アン ドゥムルメステール(ANN DEMEULEMEESTER)の2024-25年秋冬コレクションを紹介。
クリエイティブ・ディレクターであるステファノ・ガリーチにとって、2回目のランウェイショーとなる今季。創業者のアン・ドゥムルメステールによるアーカイブを基に、自分自身の殻を破り、これまでとは異なるアイデアを発見しながらコレクションを完成させた。同時にそれは、アンが築いたアイデンティティに、ステファノの生き方を投影することで、一種の新しさを生み出したともいえる。

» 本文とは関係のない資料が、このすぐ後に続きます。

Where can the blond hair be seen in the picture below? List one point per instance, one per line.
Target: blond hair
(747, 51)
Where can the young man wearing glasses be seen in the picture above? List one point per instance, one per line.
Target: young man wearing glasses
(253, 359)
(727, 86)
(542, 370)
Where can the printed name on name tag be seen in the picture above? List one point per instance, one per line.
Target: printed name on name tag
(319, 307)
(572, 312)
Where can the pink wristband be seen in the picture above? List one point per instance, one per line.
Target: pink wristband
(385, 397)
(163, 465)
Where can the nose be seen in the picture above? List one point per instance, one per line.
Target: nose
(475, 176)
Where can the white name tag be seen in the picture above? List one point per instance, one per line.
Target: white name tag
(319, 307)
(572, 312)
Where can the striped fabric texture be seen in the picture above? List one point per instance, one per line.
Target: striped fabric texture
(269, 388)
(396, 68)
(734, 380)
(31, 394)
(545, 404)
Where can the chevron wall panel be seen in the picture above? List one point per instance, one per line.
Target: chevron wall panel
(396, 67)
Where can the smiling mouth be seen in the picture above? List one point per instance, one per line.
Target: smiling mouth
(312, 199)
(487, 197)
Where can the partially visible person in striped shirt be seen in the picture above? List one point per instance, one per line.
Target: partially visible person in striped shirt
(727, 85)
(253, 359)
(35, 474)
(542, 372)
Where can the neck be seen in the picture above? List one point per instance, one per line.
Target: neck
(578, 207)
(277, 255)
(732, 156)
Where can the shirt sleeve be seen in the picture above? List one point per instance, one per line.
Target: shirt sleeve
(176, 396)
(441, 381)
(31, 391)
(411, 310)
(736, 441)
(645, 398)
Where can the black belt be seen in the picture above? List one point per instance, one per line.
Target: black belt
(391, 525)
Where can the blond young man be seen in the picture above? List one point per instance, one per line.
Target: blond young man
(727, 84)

最も象徴的なのは、ボリュームのあるグレートコート。ハリ感のあるラムレザーを贅沢に用い、ショルダー部分のファーを大胆に組み合わせたルックが散見された。また得意とするテーラーリングも、今季は身体をすっぽり包み込むオーバーサイズで登場しているのが印象的だ。
ネグリジェに着想した、リラックスしたシルエットも今季ならでは。光沢感のあるブラックのロングドレスは、体躯に沿ってゆるやかに流れるラインを描き出している。“まるでルームウェア”のようなサテン生地のキャミソールやショートパンツも披露された。
斬新なディテールも見逃せない。ホワイトのニットには不規則に穴を開けたり、プリーツ加工を施したカーキのスカートには異素材をドッキングしたり…と、挑戦的なディテールが組み込まれたルックを展開していた。
カラーパレットは、ブラックをメインに採用。上質なラムレザーやベロアといった様々な生地を用い、同じブラックでも多彩な表情を演出している。さらにオフホワイトや、ミリタリー調のカーキや深いボルドー、柔らかいピンクなどを差し込み、コレクション全体にアクセントを加えた。